被相続人の生活費を負担してきたことについて770万円の寄与分を認めさせた事例
- 性別:男性
- 依頼者情報:●争点別:寄与分 ● 遺産額:3000万円以上 ●遺産の種類:不動産 ●相続人の関係:兄弟姉妹
事案の内容
結果
事件処理のポイント
3000万円以上争点別実の兄弟実家(土地と家)特別受益・寄与分相続人との関係相続財産の種類遺産額
当事務所の活動内容
長女が父親の相続の際に遺産を全く取得しなかったのは、長男が母親の生活費を負担するとの約束があったからであり、約束を破った以上、父親の相続のやり直したいと希望していました。
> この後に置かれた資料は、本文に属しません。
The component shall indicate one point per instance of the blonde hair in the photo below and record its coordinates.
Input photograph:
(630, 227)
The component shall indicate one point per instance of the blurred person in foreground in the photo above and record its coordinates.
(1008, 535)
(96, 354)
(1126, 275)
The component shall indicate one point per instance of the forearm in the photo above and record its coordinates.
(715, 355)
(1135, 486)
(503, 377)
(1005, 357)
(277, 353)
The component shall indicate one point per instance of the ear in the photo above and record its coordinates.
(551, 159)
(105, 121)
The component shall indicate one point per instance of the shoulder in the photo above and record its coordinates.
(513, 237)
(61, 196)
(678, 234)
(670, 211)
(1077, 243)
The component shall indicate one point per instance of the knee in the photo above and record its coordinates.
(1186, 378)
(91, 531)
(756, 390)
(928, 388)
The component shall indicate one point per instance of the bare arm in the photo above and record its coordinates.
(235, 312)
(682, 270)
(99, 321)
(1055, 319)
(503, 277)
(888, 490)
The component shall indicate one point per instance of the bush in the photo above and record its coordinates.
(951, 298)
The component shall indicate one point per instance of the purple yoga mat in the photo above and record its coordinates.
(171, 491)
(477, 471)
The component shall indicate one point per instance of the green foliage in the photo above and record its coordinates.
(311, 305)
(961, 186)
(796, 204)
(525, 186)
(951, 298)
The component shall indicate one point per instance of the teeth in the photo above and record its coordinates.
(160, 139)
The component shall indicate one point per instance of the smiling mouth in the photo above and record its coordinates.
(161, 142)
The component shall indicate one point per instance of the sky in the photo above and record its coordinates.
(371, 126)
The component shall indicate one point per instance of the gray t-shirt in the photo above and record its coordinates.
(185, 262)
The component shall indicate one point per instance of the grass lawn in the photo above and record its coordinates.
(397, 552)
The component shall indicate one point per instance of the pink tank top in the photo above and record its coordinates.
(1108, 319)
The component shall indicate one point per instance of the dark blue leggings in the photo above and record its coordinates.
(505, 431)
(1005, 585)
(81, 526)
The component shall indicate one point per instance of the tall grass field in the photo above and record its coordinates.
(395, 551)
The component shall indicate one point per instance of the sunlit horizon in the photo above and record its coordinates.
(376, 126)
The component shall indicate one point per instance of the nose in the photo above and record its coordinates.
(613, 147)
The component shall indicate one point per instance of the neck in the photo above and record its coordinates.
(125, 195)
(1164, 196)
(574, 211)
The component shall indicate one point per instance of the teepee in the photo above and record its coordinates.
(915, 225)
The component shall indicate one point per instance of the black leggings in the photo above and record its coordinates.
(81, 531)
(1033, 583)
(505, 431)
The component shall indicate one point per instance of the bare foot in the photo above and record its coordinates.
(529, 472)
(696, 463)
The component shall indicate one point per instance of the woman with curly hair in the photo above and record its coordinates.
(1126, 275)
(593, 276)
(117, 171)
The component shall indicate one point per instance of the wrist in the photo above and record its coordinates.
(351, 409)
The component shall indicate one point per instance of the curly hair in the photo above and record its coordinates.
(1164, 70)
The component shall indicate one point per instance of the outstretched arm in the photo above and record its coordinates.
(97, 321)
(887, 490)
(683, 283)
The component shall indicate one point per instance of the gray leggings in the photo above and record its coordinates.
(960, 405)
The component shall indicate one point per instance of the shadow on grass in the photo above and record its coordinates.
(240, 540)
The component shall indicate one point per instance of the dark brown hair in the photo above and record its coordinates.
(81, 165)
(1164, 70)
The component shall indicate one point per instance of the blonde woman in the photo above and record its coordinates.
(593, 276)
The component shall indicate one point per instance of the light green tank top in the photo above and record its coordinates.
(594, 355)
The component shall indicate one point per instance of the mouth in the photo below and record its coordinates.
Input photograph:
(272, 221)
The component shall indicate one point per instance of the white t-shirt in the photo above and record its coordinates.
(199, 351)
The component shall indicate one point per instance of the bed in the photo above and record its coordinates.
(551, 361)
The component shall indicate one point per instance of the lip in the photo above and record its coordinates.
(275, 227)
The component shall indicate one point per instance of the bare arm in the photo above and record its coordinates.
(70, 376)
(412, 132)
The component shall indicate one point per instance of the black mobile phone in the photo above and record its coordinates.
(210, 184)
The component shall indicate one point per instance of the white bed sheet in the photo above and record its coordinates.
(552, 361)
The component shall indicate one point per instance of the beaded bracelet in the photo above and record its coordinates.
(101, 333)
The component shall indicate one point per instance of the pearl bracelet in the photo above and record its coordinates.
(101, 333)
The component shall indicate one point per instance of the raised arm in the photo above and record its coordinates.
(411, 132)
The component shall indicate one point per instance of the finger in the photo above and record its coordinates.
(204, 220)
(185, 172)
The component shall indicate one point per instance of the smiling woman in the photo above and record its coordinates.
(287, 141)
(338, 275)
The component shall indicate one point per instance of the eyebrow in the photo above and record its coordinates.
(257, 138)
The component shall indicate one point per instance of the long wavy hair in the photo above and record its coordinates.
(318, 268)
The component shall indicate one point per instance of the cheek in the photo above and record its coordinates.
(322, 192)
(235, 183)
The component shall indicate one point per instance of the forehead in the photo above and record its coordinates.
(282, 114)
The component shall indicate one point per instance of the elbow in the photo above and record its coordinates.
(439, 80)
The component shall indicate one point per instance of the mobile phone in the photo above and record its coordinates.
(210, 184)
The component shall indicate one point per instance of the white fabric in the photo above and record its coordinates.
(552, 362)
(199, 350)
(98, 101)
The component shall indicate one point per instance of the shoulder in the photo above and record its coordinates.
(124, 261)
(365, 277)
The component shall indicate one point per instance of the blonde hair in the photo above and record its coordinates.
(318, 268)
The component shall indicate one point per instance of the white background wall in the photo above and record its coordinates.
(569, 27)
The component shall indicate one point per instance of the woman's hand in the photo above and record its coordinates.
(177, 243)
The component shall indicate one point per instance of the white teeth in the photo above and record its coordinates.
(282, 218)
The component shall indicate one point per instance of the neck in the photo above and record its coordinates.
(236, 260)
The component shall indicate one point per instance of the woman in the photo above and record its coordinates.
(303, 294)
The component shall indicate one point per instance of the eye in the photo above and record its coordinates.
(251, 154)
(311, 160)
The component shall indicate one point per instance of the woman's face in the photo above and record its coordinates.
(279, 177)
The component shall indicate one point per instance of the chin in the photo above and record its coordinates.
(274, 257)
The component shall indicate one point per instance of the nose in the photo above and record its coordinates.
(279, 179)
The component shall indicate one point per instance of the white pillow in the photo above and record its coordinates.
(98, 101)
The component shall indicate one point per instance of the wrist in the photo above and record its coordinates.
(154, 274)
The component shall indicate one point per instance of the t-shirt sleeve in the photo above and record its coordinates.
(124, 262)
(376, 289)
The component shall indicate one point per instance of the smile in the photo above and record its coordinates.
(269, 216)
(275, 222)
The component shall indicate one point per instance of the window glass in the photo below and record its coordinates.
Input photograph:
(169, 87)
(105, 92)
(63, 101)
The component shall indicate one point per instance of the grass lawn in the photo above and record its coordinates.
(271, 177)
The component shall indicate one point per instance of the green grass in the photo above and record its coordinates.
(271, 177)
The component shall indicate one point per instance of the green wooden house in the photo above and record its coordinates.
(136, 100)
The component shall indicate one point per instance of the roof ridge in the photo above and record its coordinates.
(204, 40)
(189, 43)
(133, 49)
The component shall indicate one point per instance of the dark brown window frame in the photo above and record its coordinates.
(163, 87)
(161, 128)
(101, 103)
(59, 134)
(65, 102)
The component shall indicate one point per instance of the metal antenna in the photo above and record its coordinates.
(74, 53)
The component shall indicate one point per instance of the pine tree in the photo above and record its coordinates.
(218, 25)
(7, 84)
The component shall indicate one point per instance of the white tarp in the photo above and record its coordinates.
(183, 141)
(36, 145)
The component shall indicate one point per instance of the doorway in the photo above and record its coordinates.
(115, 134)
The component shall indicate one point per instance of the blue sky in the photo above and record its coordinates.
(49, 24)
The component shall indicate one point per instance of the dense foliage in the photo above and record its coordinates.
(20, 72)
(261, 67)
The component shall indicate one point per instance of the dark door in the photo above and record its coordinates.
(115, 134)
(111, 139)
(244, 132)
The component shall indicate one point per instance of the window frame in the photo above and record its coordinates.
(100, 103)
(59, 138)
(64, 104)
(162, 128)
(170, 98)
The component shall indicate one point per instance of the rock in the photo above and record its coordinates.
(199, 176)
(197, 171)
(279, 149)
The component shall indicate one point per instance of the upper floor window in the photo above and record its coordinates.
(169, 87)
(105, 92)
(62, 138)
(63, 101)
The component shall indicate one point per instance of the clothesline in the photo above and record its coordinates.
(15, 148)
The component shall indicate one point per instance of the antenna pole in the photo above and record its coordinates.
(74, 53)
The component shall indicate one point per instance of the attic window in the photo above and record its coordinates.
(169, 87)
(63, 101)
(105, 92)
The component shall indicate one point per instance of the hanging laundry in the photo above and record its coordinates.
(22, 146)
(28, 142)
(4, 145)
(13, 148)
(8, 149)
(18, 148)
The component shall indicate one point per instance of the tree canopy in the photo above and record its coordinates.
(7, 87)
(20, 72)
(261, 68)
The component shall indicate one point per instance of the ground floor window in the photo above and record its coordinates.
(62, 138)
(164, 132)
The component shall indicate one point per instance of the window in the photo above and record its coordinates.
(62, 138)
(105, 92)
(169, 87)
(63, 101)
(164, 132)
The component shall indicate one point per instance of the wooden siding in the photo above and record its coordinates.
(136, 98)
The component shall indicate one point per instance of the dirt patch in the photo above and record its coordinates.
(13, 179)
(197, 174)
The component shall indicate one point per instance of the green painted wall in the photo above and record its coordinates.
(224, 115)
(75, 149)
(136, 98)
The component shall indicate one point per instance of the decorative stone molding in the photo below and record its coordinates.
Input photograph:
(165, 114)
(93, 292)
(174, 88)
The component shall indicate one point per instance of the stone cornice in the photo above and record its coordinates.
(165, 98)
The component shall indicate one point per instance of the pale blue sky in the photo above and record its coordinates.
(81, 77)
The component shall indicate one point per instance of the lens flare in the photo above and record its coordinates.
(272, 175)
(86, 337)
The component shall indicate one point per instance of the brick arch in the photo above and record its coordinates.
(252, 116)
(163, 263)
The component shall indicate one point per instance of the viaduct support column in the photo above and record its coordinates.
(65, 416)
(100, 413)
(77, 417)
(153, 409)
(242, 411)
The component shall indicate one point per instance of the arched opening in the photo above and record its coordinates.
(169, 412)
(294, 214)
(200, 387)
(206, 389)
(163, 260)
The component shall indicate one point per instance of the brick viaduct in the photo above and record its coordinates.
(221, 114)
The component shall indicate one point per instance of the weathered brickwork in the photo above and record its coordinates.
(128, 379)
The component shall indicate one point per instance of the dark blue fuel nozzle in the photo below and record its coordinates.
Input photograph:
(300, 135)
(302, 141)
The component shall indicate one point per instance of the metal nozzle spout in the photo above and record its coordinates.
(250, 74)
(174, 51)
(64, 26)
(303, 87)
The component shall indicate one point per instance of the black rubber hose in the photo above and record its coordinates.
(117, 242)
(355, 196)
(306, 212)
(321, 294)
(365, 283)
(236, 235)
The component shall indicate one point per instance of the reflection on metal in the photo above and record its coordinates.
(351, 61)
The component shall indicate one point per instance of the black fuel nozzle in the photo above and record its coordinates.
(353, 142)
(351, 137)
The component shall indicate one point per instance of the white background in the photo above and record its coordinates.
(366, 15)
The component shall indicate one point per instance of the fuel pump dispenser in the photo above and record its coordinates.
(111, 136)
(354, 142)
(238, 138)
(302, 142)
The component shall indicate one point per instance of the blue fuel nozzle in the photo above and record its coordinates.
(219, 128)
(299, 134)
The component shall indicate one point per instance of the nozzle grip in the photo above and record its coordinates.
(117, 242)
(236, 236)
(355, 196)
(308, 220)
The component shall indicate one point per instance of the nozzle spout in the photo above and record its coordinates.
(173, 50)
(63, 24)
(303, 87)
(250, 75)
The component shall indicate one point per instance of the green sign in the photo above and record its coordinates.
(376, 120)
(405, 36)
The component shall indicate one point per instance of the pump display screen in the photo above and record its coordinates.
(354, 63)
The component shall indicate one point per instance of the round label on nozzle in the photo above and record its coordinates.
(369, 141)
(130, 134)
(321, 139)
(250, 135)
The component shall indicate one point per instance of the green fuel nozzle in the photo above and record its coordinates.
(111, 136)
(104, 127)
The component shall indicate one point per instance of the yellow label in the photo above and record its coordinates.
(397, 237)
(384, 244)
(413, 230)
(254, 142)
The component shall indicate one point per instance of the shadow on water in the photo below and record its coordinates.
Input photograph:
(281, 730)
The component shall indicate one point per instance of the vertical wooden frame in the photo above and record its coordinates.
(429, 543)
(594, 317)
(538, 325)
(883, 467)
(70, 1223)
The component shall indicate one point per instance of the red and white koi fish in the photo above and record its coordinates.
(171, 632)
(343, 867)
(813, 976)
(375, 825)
しかしながら、遺産分割協議で相続人の一人が他の相続人に対して債務(本事案では母親の生活費を負担するという債務)を負担したにもかかわらず、その債務を履行しなかったとき、他の相続人が遺産分割協議を解除できるかという問題について、解除できないというのが判例(最判H1.2.9)の立場であるため、父親の相続のやり直しは困難と言わざるを得ませんでした。
ただ、父親の相続の際の約束を破ったにとどまらず、本来は長男が負担すべき母親の生活費まで負担していた長女が法定相続分での相続では到底納得できない、というお気持ちは十分に理解できましたので、長女が負担した母親の生活費を寄与分として主張することにしました。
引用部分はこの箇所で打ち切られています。